Los farsantes


Un político es un farsante cuando es apenas un personaje creado por sus publicistas de campaña. Cuando tiene las mismas características formales de un detergente o una hamburguesa. Hecho para que guste a la masa, a unos consumidores que aspiran a limpiar con su elección la mancha de viejos errores o alimentar (y engordar) de manera rápida su fanatismo o ignorancia política.

Estos candidatos en campaña son fáciles de identificar porque son vacuos, retóricos y astutos populistas que excretan sin pausa mensajes pueriles para agradar al consumidor, siempre desprevenido o adicto a las propuestas obvias y prestos a aquellos mensajes que no desafían sus creencias o desestructuran sus prejuicios.

Gana la farsa porque las campañas que deberían servir como espacio y ejercicio de la franqueza, de una búsqueda genuina y colectiva, se han convertido en una cloaca de estafas y mentiras elaboradas para lograr solo un escaño en el poder.

El candidato construido por los estrategas políticos se convierte en el medio de la engañifa y el actor de un melodrama cuyo final la gente conoce muy bien: el desengaño y la decepción. Sin embargo, tanto el que engaña y como el engañado comparten en tal carnaval de máscaras y burlas ese lapso de desafuero y comedia, imbuidos acaso, en la promesa de que las cosas pueden ser diferentes.

El candidato farsante, ese que es puro invento de papel y cartón, suele presentarse como cosa única, excepcional y diferente. Sus asesores, como si estructuraran un Frankenstein, pegan sus diversas partes para complacer a la masa votante valiéndose de sondeos, encuestas o megadatos (big data, le dicen al político pelele para cautivarlo), que es una herramienta eficaz con la que cuentan esos encantadores modernos para vender sus estrambóticos actos de circo de pueblo en pueblo: un candidato para un público cándido.

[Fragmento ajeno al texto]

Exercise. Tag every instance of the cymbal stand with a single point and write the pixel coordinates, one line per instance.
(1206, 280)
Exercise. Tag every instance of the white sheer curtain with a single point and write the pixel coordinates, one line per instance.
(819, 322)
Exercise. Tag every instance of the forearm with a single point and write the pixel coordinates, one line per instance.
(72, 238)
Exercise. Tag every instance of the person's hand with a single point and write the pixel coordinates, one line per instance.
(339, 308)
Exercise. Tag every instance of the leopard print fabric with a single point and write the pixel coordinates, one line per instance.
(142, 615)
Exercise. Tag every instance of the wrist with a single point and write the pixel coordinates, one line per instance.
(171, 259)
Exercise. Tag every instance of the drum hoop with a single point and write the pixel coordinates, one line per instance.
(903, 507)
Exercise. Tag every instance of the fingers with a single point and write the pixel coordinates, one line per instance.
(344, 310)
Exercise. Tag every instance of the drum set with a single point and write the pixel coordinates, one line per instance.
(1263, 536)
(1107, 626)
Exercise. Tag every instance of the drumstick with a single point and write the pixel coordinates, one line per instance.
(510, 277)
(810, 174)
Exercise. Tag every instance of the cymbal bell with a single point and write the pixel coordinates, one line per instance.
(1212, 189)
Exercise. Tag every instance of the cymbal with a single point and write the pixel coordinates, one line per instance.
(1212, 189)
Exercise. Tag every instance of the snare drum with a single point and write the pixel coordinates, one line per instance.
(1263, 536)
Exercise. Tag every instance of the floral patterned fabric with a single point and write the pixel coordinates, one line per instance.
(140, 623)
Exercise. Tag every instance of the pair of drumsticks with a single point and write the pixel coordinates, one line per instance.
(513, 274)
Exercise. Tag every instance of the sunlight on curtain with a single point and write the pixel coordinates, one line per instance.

De este laboratorio salen las muecas de unos y la abrazadera de otros (para conquistar con lenguaje no verbal de confianza pública a la masa desprevenida). El pelo revuelto de aquel y los rizos anacrónicos de este (para ocultar con rasgos primarios de simpatía e informalidad la locura que delatan sus ojos y sus expedientes judiciales). También otros asuntos formales: como que este candidato, para mostrar que es el humanista de la carpa circense, hable pausado con una biblioteca de fondo; y aquel que es el ejecutor y trabaja para garantizar el éxito, aparezca con las mangas recogidas, a pesar de sus manos de manicura.

Tramoya pura. Patraña que al final quedará al descubierto, porque, como lo dijo Cervantes en El Quijote para explicar que un imbécil jamás podrá fingir inteligencia: “nunca los cetros y coronas de los emperadores farsantes fueron de oro puro, sino de oropel y de hoja lata”.

Sin embargo, el fraude y la mentira siempre serán promontorio en tiempos de campaña. Y todo porque prevalece siempre el manual de Maquiavelo detallado de modo apologético en su obra El Príncipe o en su comedia La Mandrágora, en las que declara la necesidad de construir discursos virtuosos y envolver con ilusiones a los farsantes para dar valor a sus discursos y afirmaciones.

Ahora cuando la cuenta de precandidatos presidenciales en este país llega a la insoportable cantidad de treinta es fácil desenmascarar a estos farsantes logrados en el laboratorio de los publicitas políticos, por quienes dicho sea de paso no profeso animadversión pero sí reparos como creadores mediocres de personajes burdos (¡y peligrosos!) de ficción.

Basta una mirada rápida a la Historia para detectar a los políticos farsantes, desde el sanguinario Calígula (el mismo que indujo al suicidio a Séneca), pasando por los llamados Padres Fundadores de los Estados Unidos, quienes defendían la libertad en el pergamino pero esclavizaban en sus haciendas.

Debe ser por eso que se afirma que la política es tragedia también. Los farsantes están a la orden del día. No descansan, por eso los votantes no pueden ser meros asistentes a un espectáculo para el que compran dócilmente cada cuatro años su entrada, pues al final del acto, su presente y su futuro (esa palabra tan manoseada por tanto embaucador) quedarán signados.